Surely, all of this brouhaha brought about by the reluctance of Dallas basketball prep Darrell Arthur to announce his college choice has kindled Malik Hairston dejÃ vu.
A highly recruited 6-foot-6 guard from Detroit, Hairston kept 'em guessing about this time two years ago. In fact, if Arthur prolongs his indecisiveness until Saturday, he'll beat Hairston's painful procrastination by one day.
In mid-May of 2004, Hairston - like Arthur a McDonald's All-American - had sliced his college choices to Kansas and Oregon. Then, in a news conference at his high school, Hairston stunned KU fans by picking the Ducks over the tradition-rich Jayhawks.
"I want to 'Carmelo-ize' Oregon," Hairston said at the time, meaning he envisioned leading the Quackers to the NCAA championship during his freshman season, just as Carmelo Anthony did at Syracuse (thanks largely, as you know, to Kansas forgetting how to shoot free throws) and then perhaps declare for the NBA Draft.

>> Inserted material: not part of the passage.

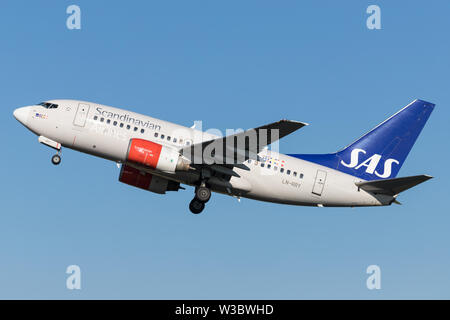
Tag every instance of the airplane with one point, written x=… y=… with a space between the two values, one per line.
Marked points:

That did not happen, of course. Hairston did not "Carmelo-ize" Oregon. In fact, since his arrival in Eugene, Ore., the Ducks virtually have disappeared from the national college basketball consciousness.
As a freshman at Oregon in 2004-05, Hairston averaged 13.1 points a game for a 14-13 club and made the Pac-10 Conference all-freshman team. As a sophomore last season, Hairston averaged a team-leading 15.0 points, but the Ducks struggled to a 15-18 record.
Hairston did not crack the 10-member all-Pac-10 team last winter, but he did earn honorable mention. Meanwhile, no one is talking about Hairston making an early exit for the NBA. His name does not appear among the countless misguided souls who believe they are ready to play for pay.
Those with longer teeth may remember a similar situation nearly a decade ago. Specifically, it was April 28, 1997, when Baron Davis established the standard for stunt announcements.
Davis now is an established pro with the Golden State Warriors. In fact, Davis finished second to Steve Nash, the NBA's two-time MVP, in assists this season. Nine years ago, however, Davis was a hot prospect from a Santa Monica, Calif., high school.
Davis announced his pick on a locally televised L.A. Clippers pregame show, and he did it in such a theatrical way that he infuriated many KU fans.
Davis sat at a table in front of four ball caps - the Clippers, Georgia Tech, Kansas and UCLA. First, the announcer discarded the Clippers headgear, then the Georgia Tech cap. Next, it was Davis's turn. Smiling, he picked up the KU cap, hesitated, threw it aside and doffed the UCLA hat.
"Kansas looked like an ideal situation for me, but UCLA is the same situation," Davis said, "I can have everything that I would have had in Kansas right here and more."
Arthur, Hairston and Davis all fall into the same category, according to KU basketball fan G.A. Roberts of Lawrence.
"I call them peacock-type recruits," Roberts told me. "The most outrageous was Davis throwing those hats around."
So, if you believe in the law of averages, KU is overdue to land a peacock.